Les louves meurent sous une aurore boréale
Pitch :
Minsk, Belarus. A day of gloom, a day of misery. A day of rain. Damn rain.
Like half of humanity, Juliette dreams of towering skyscrapers of polished glass, of opulent hypermarkets that are never empty, of cybernetic augmentations that enhance the human body, of spa showers, of coffee machines that produce something better than sock juice. She dreams of the Confederation, a vast transcontinental state born from the fusion of the former Western powers.
Juliette is a private detective. The man she’s tailing strolls leisurely through the aged, dilapidated streets of Minsk. These streets belong to him. From lowly postal clerks to the mayor himself, everyone fears him. Armistead Koslov is a crime lord.
Her brutal takedown of this dangerous mafia boss earns Juliette the attention of Vault, a powerful private security multinational from the Confederation—her ticket to a better life.

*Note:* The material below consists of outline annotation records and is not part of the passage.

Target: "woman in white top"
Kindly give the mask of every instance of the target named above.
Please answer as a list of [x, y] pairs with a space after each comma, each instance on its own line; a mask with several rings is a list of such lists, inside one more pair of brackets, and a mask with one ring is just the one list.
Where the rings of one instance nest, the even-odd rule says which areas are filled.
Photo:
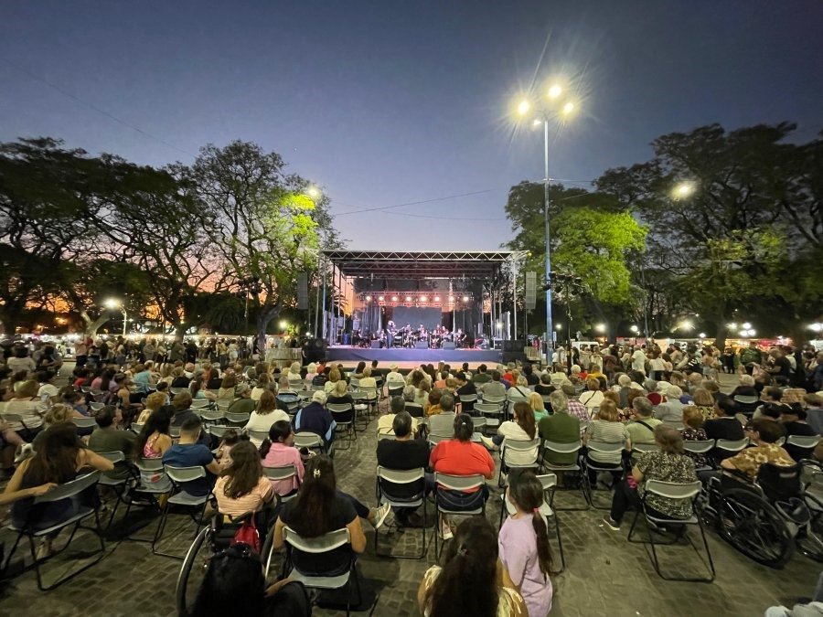
[[257, 385], [251, 389], [251, 400], [260, 400], [262, 393], [270, 390], [271, 383], [272, 378], [270, 378], [268, 374], [263, 373], [262, 375], [258, 376]]
[[303, 381], [303, 376], [300, 375], [300, 363], [293, 362], [292, 366], [289, 367], [289, 374], [287, 376], [289, 378], [289, 383], [294, 383], [295, 381]]
[[[537, 436], [537, 424], [534, 421], [534, 411], [525, 400], [520, 400], [514, 405], [514, 420], [507, 420], [497, 428], [497, 434], [491, 440], [483, 439], [483, 442], [488, 446], [494, 443], [494, 447], [499, 448], [507, 439], [518, 441], [530, 441]], [[529, 464], [537, 460], [538, 446], [526, 451], [511, 451], [506, 454], [506, 460], [514, 464]]]
[[30, 441], [43, 427], [42, 414], [45, 407], [37, 397], [39, 384], [34, 379], [24, 381], [23, 385], [15, 391], [15, 396], [8, 402], [2, 405], [3, 415], [16, 414], [20, 416], [22, 421], [13, 420], [5, 417], [9, 428], [20, 437]]
[[[277, 399], [271, 390], [264, 391], [257, 403], [257, 409], [251, 412], [249, 421], [244, 427], [246, 431], [262, 431], [268, 432], [272, 425], [279, 420], [289, 422], [289, 414], [277, 409]], [[252, 439], [251, 442], [257, 447], [262, 443], [262, 440]]]
[[592, 378], [586, 381], [588, 390], [580, 395], [580, 402], [586, 406], [589, 410], [595, 407], [600, 407], [603, 402], [603, 392], [600, 391], [600, 379]]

Believing she has finally escaped poverty and violence, Juliette sets off for her new life in Paris.
But as soon as she arrives, she’s knee-deep in trouble again: a thug armed with a high-tech combat knife tries to rearrange her face like a Picasso painting.
The guy, an insignificant lowlife, was following orders. Orders from someone bold enough to challenge Vault. And Juliette is determined to find out who.
The investigation will be perilous—Juliette can feel it in her gut. But that only fuels her determination. Her self-preservation instincts have a nasty habit of failing her, dragging her into impossible situations.